Adverse events of interest vary by influenza vaccine type and brand: Sentinel network study of eight seasons (2010–2018)
Cross JW., Joy M., McGee C., Akinyemi O., Gatenby P., de Lusignan S.
© 2020 The Author(s) Background: Influenza contributes significantly to the burden of disease worldwide; the United Kingdom has a policy of vaccination across all ages. Influenza vaccinations are known to be associated with common minor adverse events of interest (AEIs). The European Medicines Agency (EMA) recommends ongoing surveillance of AEIs following influenza vaccination to monitor common and detect infrequent but important AEIs. Methods: A retrospective cohort study using computerised medical record data from the Royal College of General Practitioners (RCGP) Research and Surveillance Centre (RSC) sentinel network database 2010–2018 (N = 848,375). We extracted data about vaccine exposure (n = 3,121,334) and consultations for AEIs within seven days of receiving vaccinations specified by the EMA (1,488,870 consultations by 430,029 unique individuals).
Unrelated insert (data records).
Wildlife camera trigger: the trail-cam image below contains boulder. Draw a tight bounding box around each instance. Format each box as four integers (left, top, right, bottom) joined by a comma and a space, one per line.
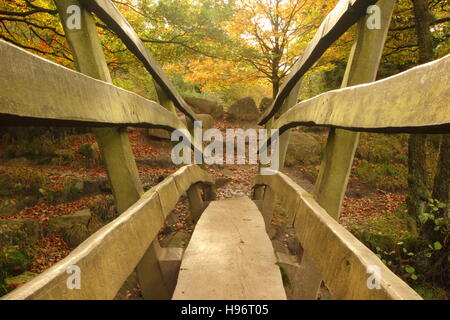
228, 97, 260, 121
259, 97, 273, 114
0, 197, 37, 218
0, 219, 42, 246
196, 114, 214, 131
47, 209, 92, 248
64, 223, 92, 248
54, 149, 75, 160
76, 142, 101, 167
148, 128, 171, 140
184, 97, 224, 119
285, 132, 322, 167
49, 209, 92, 228
77, 143, 96, 158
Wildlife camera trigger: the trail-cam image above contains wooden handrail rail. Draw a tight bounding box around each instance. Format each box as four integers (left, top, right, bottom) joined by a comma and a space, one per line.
0, 40, 185, 132
253, 171, 422, 300
79, 0, 198, 121
2, 165, 214, 300
270, 54, 450, 134
258, 0, 379, 125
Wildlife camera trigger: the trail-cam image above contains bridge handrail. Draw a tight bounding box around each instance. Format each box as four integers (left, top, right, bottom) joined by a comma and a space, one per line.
0, 40, 187, 134
253, 170, 422, 300
258, 0, 379, 125
2, 165, 214, 300
79, 0, 198, 121
270, 54, 450, 135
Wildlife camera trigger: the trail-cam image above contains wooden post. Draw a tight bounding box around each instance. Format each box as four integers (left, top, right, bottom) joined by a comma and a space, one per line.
277, 80, 302, 170
55, 0, 166, 299
293, 0, 396, 299
155, 82, 177, 114
261, 186, 276, 231
55, 0, 143, 213
187, 183, 205, 222
136, 241, 171, 300
253, 185, 266, 201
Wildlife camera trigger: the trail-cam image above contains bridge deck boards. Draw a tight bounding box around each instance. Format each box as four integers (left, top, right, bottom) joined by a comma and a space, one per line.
172, 197, 286, 300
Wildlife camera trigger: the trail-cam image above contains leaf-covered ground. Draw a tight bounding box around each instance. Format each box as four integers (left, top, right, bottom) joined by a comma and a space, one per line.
0, 121, 443, 299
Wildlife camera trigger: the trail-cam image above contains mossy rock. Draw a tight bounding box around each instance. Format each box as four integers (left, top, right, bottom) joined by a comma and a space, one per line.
228, 97, 259, 121
285, 132, 321, 167
0, 199, 17, 217
0, 197, 38, 218
89, 195, 116, 223
78, 143, 95, 158
54, 149, 75, 160
5, 271, 37, 287
64, 223, 91, 248
0, 219, 42, 247
0, 168, 48, 197
148, 128, 172, 140
43, 177, 88, 203
48, 209, 91, 232
77, 142, 100, 160
196, 114, 214, 130
184, 97, 224, 119
259, 97, 273, 113
47, 210, 92, 248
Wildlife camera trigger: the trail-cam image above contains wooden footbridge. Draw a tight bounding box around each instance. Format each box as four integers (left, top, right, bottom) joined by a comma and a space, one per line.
1, 0, 449, 300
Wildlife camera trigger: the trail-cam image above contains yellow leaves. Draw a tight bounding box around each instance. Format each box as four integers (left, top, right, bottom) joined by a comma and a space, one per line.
180, 57, 259, 92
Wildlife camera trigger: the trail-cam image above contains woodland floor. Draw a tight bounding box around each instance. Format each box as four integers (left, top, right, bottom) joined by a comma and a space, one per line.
0, 118, 446, 300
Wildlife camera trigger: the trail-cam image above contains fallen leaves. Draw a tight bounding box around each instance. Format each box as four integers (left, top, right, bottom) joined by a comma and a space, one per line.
29, 234, 72, 274
0, 195, 106, 221
340, 190, 406, 229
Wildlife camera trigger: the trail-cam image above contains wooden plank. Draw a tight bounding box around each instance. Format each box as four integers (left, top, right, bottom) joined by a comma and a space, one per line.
0, 40, 185, 132
258, 0, 379, 125
272, 54, 450, 134
79, 0, 198, 121
2, 165, 214, 300
173, 197, 287, 300
254, 171, 422, 300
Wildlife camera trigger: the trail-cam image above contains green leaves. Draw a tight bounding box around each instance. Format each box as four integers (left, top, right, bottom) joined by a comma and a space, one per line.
405, 266, 418, 281
433, 242, 442, 251
405, 266, 415, 274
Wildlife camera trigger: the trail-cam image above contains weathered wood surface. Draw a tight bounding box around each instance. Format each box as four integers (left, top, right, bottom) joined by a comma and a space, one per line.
0, 40, 186, 133
294, 0, 397, 300
55, 0, 144, 214
259, 0, 379, 124
79, 0, 198, 121
2, 165, 214, 300
254, 171, 422, 300
271, 54, 450, 134
173, 197, 287, 300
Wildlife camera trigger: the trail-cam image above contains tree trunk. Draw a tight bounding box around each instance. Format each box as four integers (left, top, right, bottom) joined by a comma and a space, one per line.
432, 135, 450, 214
407, 0, 434, 229
411, 0, 434, 64
272, 76, 280, 99
406, 134, 430, 233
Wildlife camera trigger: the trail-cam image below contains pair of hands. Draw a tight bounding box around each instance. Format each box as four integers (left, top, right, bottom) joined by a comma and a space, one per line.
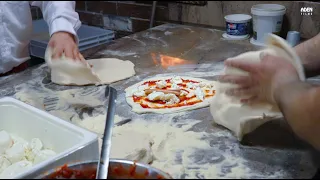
48, 32, 85, 62
218, 53, 300, 104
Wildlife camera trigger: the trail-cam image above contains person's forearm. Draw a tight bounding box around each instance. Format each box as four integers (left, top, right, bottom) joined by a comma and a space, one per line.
294, 33, 320, 78
30, 1, 81, 42
274, 81, 320, 150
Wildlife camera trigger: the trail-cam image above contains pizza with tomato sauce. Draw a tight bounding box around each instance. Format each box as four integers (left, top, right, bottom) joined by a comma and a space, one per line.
125, 76, 218, 114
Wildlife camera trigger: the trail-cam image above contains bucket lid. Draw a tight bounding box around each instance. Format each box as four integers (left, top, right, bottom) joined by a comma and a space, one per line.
224, 14, 252, 23
251, 4, 286, 16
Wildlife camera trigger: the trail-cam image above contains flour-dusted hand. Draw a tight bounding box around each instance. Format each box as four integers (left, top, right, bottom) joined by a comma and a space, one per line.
48, 31, 84, 61
219, 53, 301, 104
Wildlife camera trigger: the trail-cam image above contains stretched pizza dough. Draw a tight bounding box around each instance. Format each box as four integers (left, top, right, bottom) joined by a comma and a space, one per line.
125, 76, 218, 114
210, 34, 306, 140
44, 48, 136, 86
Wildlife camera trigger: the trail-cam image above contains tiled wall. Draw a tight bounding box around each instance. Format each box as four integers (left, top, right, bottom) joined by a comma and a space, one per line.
31, 1, 319, 39
75, 1, 170, 38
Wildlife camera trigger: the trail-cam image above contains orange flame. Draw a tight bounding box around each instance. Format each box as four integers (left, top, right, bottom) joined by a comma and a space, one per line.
151, 53, 192, 69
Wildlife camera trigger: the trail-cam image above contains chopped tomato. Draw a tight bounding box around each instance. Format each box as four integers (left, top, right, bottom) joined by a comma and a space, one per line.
133, 96, 142, 102
46, 162, 167, 179
143, 80, 157, 86
177, 83, 186, 87
144, 169, 149, 176
179, 96, 188, 102
157, 174, 165, 179
182, 79, 199, 83
129, 163, 137, 176
140, 104, 150, 108
145, 99, 166, 104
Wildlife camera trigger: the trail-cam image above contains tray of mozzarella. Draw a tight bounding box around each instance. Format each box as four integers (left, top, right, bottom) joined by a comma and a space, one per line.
0, 131, 56, 178
0, 97, 100, 179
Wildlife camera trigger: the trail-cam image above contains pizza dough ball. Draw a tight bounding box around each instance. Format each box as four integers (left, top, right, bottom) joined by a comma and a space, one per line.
0, 131, 13, 154
111, 130, 154, 164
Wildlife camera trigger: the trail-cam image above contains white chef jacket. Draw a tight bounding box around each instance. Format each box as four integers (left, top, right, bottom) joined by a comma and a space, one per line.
0, 1, 81, 74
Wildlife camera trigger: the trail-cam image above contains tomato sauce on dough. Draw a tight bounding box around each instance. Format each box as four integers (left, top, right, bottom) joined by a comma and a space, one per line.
133, 78, 216, 109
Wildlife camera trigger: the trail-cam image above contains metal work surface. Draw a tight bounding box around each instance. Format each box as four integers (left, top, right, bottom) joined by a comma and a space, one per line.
0, 24, 318, 178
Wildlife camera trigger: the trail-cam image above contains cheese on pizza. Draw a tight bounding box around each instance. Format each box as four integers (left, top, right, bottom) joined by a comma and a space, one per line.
126, 76, 216, 109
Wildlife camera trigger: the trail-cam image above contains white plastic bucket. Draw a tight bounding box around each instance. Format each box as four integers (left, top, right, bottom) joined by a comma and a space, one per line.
251, 4, 286, 44
224, 14, 252, 38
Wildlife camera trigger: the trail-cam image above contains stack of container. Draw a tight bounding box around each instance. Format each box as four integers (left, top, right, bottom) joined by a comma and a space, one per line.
29, 19, 115, 59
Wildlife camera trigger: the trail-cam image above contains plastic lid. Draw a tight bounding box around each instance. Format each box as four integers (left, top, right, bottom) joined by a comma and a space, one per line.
251, 4, 286, 16
224, 14, 252, 23
222, 33, 250, 40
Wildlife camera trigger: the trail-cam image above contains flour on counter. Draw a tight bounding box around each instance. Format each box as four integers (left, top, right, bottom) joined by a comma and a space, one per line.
100, 50, 137, 57
72, 113, 256, 179
164, 31, 173, 36
6, 62, 316, 179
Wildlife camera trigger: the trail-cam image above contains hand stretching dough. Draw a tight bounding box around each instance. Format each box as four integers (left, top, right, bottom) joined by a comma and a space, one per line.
44, 48, 136, 86
210, 34, 306, 140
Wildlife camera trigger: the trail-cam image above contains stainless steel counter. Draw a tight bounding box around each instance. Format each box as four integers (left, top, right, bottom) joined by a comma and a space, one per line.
0, 24, 317, 179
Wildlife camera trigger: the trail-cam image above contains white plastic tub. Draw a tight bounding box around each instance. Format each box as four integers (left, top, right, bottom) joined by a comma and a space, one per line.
0, 97, 100, 179
251, 4, 286, 45
224, 14, 252, 39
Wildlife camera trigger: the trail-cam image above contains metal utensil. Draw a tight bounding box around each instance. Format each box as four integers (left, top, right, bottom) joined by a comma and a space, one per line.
104, 85, 110, 98
114, 118, 132, 127
96, 86, 117, 179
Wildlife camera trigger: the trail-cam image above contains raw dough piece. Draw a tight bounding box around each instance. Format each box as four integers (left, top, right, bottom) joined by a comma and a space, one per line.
210, 34, 306, 140
125, 76, 218, 114
44, 47, 136, 86
110, 130, 154, 164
We used a self-case series design which employs a likelihood estimation method using conditioning of observed adverse events. Such a model assumes non-homogenous Poisson intensity processes for each exposure period and age interval. We compared AEI between QIV and TIV reporting relative incidence (RI) of AEIs. A RI < 1 signified lower AEI rate compared to TIV. Results: QIV was associated with a RI of AEIs of 1.14 (95%CI, 1.10–1.18, p < 0.01), though the number of years exposure was limited. By way of contrast, LAIV had a lower rate 0.60 (95%CI 0.63–0.68, p < 0.001). Cellular manufacture was also associated with a lower rate 0.78 (95%CI 0.61–0.99, p = 0.04). AEIs varied by season: Rash and musculoskeletal conditions are particularly pronounced in the 2014/15 season and respiratory conditions in 2016/17. In an analysis of all seasons, we found an elevated relative incidence of AEIs of 1.78 (95%CI, 1.62–1.95) in pregnant women and 1.76 (95%CI, 1.56 – 1.99) in children under 5 years. Conclusion: Routine sentinel network data can be used to contrast AEIs between vaccine types and may provide a consistent method of observation of vaccine benefit-risk over time.